Getting a better night’s sleep isn’t just about alleviating those heavy eyelids in the morning. A good night’s sleep on a daily basis can be the cornerstone of health in all aspects. Your mental health depends on plenty of energy and motivation, and your physical health depends on that downtime to rest and recover. In fact, the body does a lot of healing and maintenance work while you’re asleep.
Sleeping better should be more of a priority for us, but in our fast-paced world, we often find we lack the time for the things that matter most—or, we think we do. The fact is that we all have enough time for better sleep, we’re just not making it enough of a priority. Let’s take a look at these five steps to a better night’s sleep.
1. Make Sleep A Priority
Sleep shouldn’t be something you put off until you’re so exhausted you can barely stay awake. That’s simply not healthy, and doesn’t exactly make for a productive day the next morning. Sleep should be a priority, which means moving some other things down the priority list. Let’s start by taking a look at your typical evening.
What do you do when you come home from work? Do you eat immediately? Veg out on the couch for a bit? Go to the gym? If you’re like a lot of people, you probably do the first two more often than you hit the gym. Often, TV and other electronics can actually be the cause of poor sleep quality, because blue light signals the brain it’s time to be awake.
So, if you’re up until 2am binging Netflix, you’re not only signaling your brain to stay awake, but you’re also causing your mind and body to fall into a bad habit. The solution? Create a bedtime. Yes, just like when you were a kid!

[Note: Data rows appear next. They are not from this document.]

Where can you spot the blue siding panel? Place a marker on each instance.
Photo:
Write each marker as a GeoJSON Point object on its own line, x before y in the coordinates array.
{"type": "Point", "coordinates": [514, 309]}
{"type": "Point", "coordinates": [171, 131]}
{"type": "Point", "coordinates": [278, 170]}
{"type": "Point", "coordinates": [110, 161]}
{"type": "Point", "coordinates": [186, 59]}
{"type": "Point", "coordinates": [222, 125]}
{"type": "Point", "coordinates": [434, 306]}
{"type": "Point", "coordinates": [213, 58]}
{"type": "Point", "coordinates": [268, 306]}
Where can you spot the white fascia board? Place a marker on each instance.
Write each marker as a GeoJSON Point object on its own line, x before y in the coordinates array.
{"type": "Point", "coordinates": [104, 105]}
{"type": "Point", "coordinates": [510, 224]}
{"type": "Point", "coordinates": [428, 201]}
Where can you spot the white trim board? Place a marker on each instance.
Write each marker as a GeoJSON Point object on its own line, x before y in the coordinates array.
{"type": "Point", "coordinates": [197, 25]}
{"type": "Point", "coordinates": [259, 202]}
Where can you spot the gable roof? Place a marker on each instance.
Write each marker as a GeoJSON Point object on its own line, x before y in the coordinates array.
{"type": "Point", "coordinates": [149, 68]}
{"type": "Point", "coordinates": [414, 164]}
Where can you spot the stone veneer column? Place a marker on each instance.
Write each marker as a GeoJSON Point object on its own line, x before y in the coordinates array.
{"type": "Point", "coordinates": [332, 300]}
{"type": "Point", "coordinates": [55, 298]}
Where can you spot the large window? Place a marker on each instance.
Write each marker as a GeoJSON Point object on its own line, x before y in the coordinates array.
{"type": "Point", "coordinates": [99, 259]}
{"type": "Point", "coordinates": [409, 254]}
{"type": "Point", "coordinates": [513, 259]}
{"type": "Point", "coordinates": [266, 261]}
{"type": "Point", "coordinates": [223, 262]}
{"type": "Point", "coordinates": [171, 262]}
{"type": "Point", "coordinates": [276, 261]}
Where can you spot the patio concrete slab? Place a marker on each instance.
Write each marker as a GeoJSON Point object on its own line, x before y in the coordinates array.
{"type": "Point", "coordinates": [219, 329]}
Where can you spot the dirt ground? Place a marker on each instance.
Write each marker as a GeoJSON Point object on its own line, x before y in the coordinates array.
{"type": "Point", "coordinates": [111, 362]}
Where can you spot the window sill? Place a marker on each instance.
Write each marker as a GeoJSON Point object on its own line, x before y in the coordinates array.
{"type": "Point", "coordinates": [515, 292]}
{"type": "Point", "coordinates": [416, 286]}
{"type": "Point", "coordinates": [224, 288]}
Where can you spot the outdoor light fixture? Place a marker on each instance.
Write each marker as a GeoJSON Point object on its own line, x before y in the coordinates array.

Aside from saving the sanity of parents, the bedtime ritual was adopted for children because they function better when they’re used to a routine. Guess what? So do adults! If you prioritize your sleep, focus on creating a bedtime for yourself and removing distractions, you’ll fall into a rhythm. That rhythm will help you sleep much better and feel more rested the next day. Make your sleep a priority.
2. Include Spirituality
Don’t forget that mental and physical health aren’t the only aspects to a full and healthy life. Many people find that practicing spirituality adds depth and purpose to their life, but did you know that it might even help you sleep better?

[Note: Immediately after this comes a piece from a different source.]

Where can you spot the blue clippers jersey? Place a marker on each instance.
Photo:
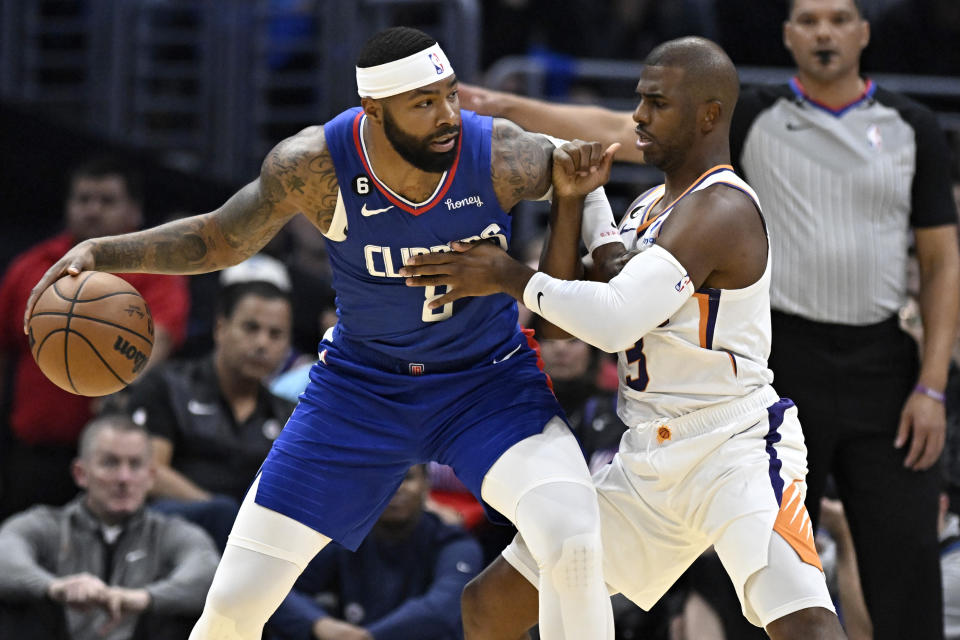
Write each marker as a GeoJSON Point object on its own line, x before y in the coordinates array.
{"type": "Point", "coordinates": [382, 318]}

Using prayer or even Bible meditations for sleep can ease your mind, help you connect with a higher power, and make bedtime more conducive to a great night’s rest. Meditation is a great way to calm your mind, ground yourself to the present, and engage in thoughtless relaxation. Bible meditations simply build on this and involve meditating on one or more passages from the Bible.
The point of spiritual practices before bed is to connect you with what matters most in your life and keep you grounded in humility. It also helps relieve stress, which we can all use a little less of! The days can be incredibly stressful, and sometimes, it falls outside of our realm of expertise to be able to deal with all of the stress that comes our way.

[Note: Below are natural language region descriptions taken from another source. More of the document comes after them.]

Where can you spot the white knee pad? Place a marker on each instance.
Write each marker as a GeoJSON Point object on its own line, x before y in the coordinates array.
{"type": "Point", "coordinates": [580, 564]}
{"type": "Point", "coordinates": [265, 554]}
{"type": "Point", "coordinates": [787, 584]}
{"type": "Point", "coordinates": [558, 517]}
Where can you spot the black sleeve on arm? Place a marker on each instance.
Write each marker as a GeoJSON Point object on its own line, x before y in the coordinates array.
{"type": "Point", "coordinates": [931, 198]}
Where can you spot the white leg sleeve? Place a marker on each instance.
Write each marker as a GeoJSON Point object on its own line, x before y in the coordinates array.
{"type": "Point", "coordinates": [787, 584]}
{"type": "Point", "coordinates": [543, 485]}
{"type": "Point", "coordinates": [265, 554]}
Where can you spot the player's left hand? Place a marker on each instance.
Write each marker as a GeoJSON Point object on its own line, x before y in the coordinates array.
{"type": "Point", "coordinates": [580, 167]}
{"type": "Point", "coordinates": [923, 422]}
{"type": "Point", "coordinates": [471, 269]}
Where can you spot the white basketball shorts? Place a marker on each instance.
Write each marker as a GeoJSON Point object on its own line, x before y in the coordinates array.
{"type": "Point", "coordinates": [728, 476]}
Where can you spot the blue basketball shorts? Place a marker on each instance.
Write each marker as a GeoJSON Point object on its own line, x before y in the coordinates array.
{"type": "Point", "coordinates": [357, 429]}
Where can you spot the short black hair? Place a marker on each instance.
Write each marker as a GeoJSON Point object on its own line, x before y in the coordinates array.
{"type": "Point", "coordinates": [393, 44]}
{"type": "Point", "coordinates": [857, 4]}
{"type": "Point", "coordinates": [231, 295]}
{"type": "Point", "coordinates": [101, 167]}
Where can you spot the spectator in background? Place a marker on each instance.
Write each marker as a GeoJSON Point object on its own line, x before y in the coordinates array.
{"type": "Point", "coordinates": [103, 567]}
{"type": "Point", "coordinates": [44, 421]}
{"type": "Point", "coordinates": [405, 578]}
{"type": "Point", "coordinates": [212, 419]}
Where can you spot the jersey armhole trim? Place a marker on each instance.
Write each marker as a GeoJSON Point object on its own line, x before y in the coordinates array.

Creating a bedtime ritual means nothing if you’re not repeating the same routine on a daily basis. Yes, that means going to bed at 10, 11, or whatever time you picked every night. No excuses! Ok, so you can give yourself some wiggle room for special occasions and such, but don’t make it a habit to spurn your ritual. Doing so will throw off your entire sleep schedule, and you’ll be back to square one.
Set a bedtime and move your schedule around so that it fits your needs. If you have to go to the gym earlier, eat dinner earlier, or remove some activities (like binging Netflix) altogether to get to bed on time, it’s worth it.
4. Put The Coffee Down!
It’s something of a habit for many people to have coffee both in the morning and after work for that second wave of energy. However, drinking caffeinated beverages late in the day does not help with sleep. The caffeine can run through your body for several hours, even if it doesn’t feel like it sometimes. It’s still doing its job, and as your mind fights for rest, the body is awake and alert.
So, next time you want an after-work coffee or energy drink, think twice. It won’t help you sleep better, and the energy you’ll get from a good night’s sleep will far outweigh the artificial kind of energy that you get from caffeine.
5. Read Before Bed
Reading before bed is far better for the mind than staring at a screen. For one thing, it can help calm anxiety and signal the brain that it’s time to wind down for sleep. Secondly, it can help improve your overall focus. Reading has been shown to improve creativity, increase empathy, and so much more. Frequent readers tend to have a more broad view of the world and the people in it, and anything that helps with stress is welcome!
You don’t have to read anything special for it to work, either. Reading the Bible, a novel, a non-fiction story or reference piece, or even a short story will have the same effect. Put the phone down and reach for that library book instead!